The dispute escalated this month, when Jcope sent Ms. Sullivan a letter warning that the panel could open a formal investigation and fine her for as much as three times more than she spent.

A Jcope spokesman declined to comment on any possible investigations. But he said the law requires disclosure about how much people are spending to persuade lawmakers.

“We have procedures for handling potential unregistered lobbying and treat all people and entities allegedly involved in that unregistered lobbying the same way,” the spokesman, Walter McClure, said in a statement. “We will enforce the law and pursue the required disclosure.”

Still, ethics experts acknowledged the challenge of disentangling lobbying, activism and normal speech.

New York’s law leaves a loophole for individuals who spend copiously on a campaign without tying it to a specific bill or call to action, Ms. Rotman said. If Ms. Sullivan had not identified the Child Victims Act and only mentioned sexual abuse broadly, she would not have fallen under the state’s definition of lobbying.

New York’s law also does not account for stature. Ms. Sullivan compared her efforts to those by Cardinal Timothy Dolan, the leader of the Archdiocese of New York, which opposed the Child Victims Act for years. Cardinal Dolan is not considered a lobbyist, but Ms. Sullivan said his influence far outweighed hers, even after she rented billboards. (The archdiocese also pays registered lobbyists.)

“They can just walk right into the Capitol and say, ‘I want to talk to Cuomo,’” she said of church leaders, referring to Gov. Andrew M. Cuomo. “You can’t compete.”

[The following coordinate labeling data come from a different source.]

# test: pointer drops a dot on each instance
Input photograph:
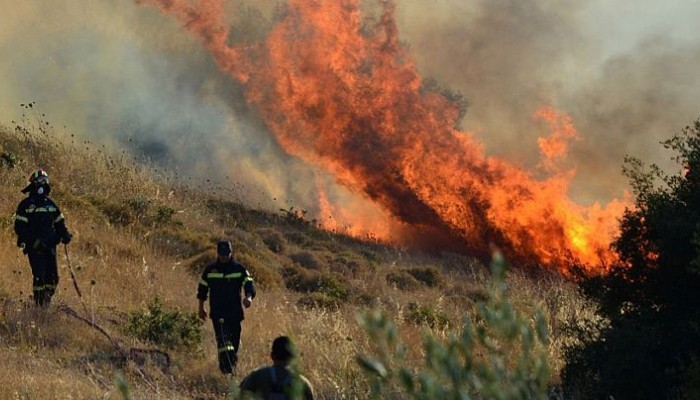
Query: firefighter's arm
(21, 227)
(202, 312)
(249, 290)
(59, 224)
(202, 294)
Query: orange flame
(340, 91)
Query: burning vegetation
(338, 89)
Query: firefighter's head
(38, 183)
(224, 251)
(283, 350)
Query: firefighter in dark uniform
(279, 380)
(40, 227)
(223, 282)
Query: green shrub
(502, 357)
(306, 281)
(168, 329)
(421, 315)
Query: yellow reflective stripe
(227, 348)
(41, 209)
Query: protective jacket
(39, 224)
(223, 284)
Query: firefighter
(278, 380)
(223, 281)
(40, 227)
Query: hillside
(141, 237)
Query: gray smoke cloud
(128, 76)
(626, 72)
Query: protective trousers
(228, 337)
(45, 272)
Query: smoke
(126, 75)
(625, 73)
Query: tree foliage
(651, 342)
(500, 354)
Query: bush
(304, 281)
(421, 315)
(168, 329)
(179, 242)
(503, 357)
(319, 301)
(9, 159)
(308, 260)
(274, 241)
(263, 276)
(648, 346)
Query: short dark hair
(283, 349)
(223, 248)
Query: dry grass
(158, 248)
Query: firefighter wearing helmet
(40, 227)
(224, 282)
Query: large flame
(340, 91)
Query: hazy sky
(625, 70)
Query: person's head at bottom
(224, 251)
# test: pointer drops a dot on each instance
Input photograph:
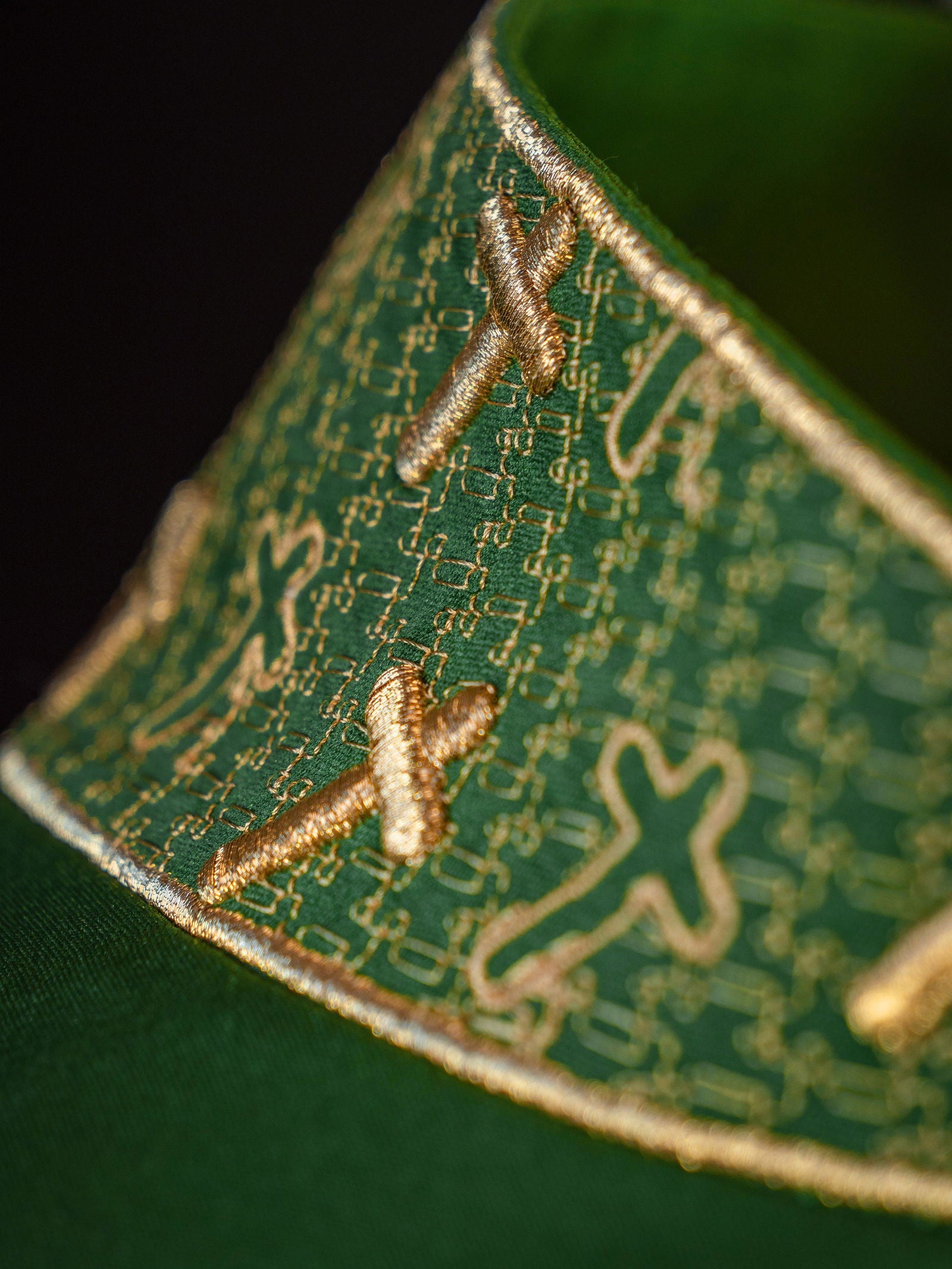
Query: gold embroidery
(903, 997)
(695, 1142)
(150, 598)
(249, 659)
(831, 443)
(691, 1142)
(519, 324)
(549, 976)
(413, 822)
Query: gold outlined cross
(519, 322)
(402, 781)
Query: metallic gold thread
(449, 731)
(693, 1143)
(522, 267)
(903, 997)
(408, 785)
(546, 976)
(831, 443)
(148, 599)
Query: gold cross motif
(402, 781)
(519, 322)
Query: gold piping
(447, 732)
(519, 324)
(409, 786)
(903, 997)
(805, 1165)
(829, 442)
(146, 600)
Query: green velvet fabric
(803, 149)
(164, 1105)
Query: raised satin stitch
(653, 580)
(403, 779)
(151, 597)
(519, 324)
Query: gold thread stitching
(148, 600)
(444, 734)
(546, 976)
(519, 324)
(903, 997)
(408, 785)
(829, 442)
(691, 1142)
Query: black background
(174, 174)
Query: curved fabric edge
(833, 1174)
(898, 498)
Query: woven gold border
(834, 1174)
(899, 499)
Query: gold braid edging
(758, 1155)
(828, 440)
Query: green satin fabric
(803, 149)
(165, 1105)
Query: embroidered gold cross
(903, 997)
(519, 322)
(402, 781)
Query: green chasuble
(507, 815)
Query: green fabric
(165, 1105)
(803, 149)
(772, 612)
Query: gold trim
(447, 732)
(829, 442)
(904, 994)
(519, 324)
(408, 784)
(804, 1165)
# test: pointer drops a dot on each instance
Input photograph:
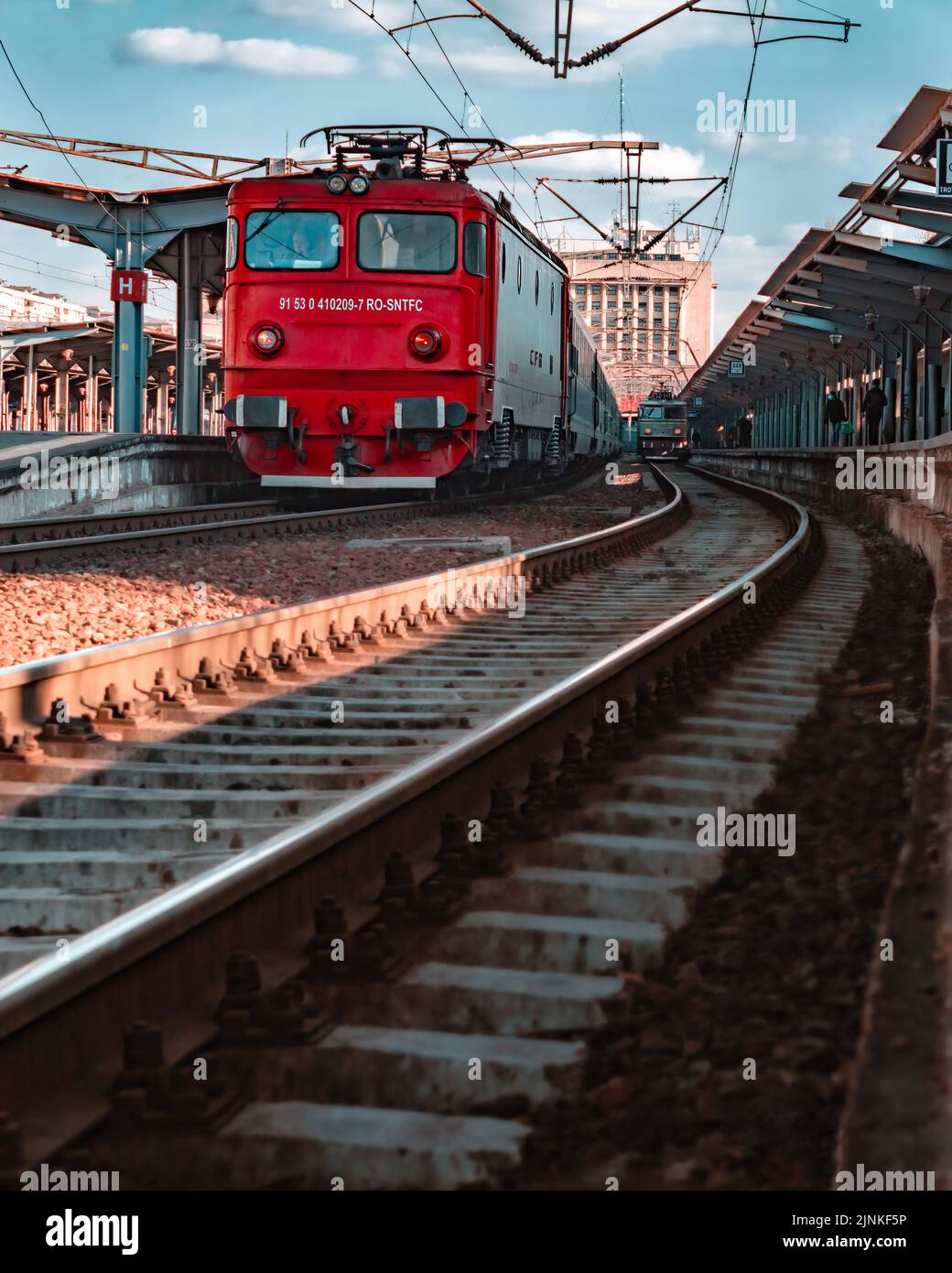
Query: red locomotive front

But even relatively unknown activists can now shape public opinion in hard-to-measure ways, using social media.

Ms. Sullivan’s billboards earned stories in multiple news outlets, and she has also amplified her outrage on Facebook.

Still, even as modes of exerting influence have proliferated, regulators should be judicious with the label of lobbyist, said Susan Lerner, the director of Common Cause’s New York arm. Some experts have argued that overregulation strangles grass-roots activism.

“There’s been a long tradition of Americans being concerned about lobbyists,” Ms. Lerner said. But “there is a history here of a distinction between a paid lobbyist and a passionate citizen. And our laws properly should reflect that.”

But Alex Camarda, the senior policy adviser at Reinvent Albany, a government watchdog group, said the state’s money threshold was an “imperfect” but reasonable standard.

And, he added, the label of lobbyist should not carry such a stigma, as lobbyists provide expertise and diverse perspectives to lawmakers.

“That’s part of the democratic process,” Mr. Camarda said, “even though it has a negative connotation in some circumstances.”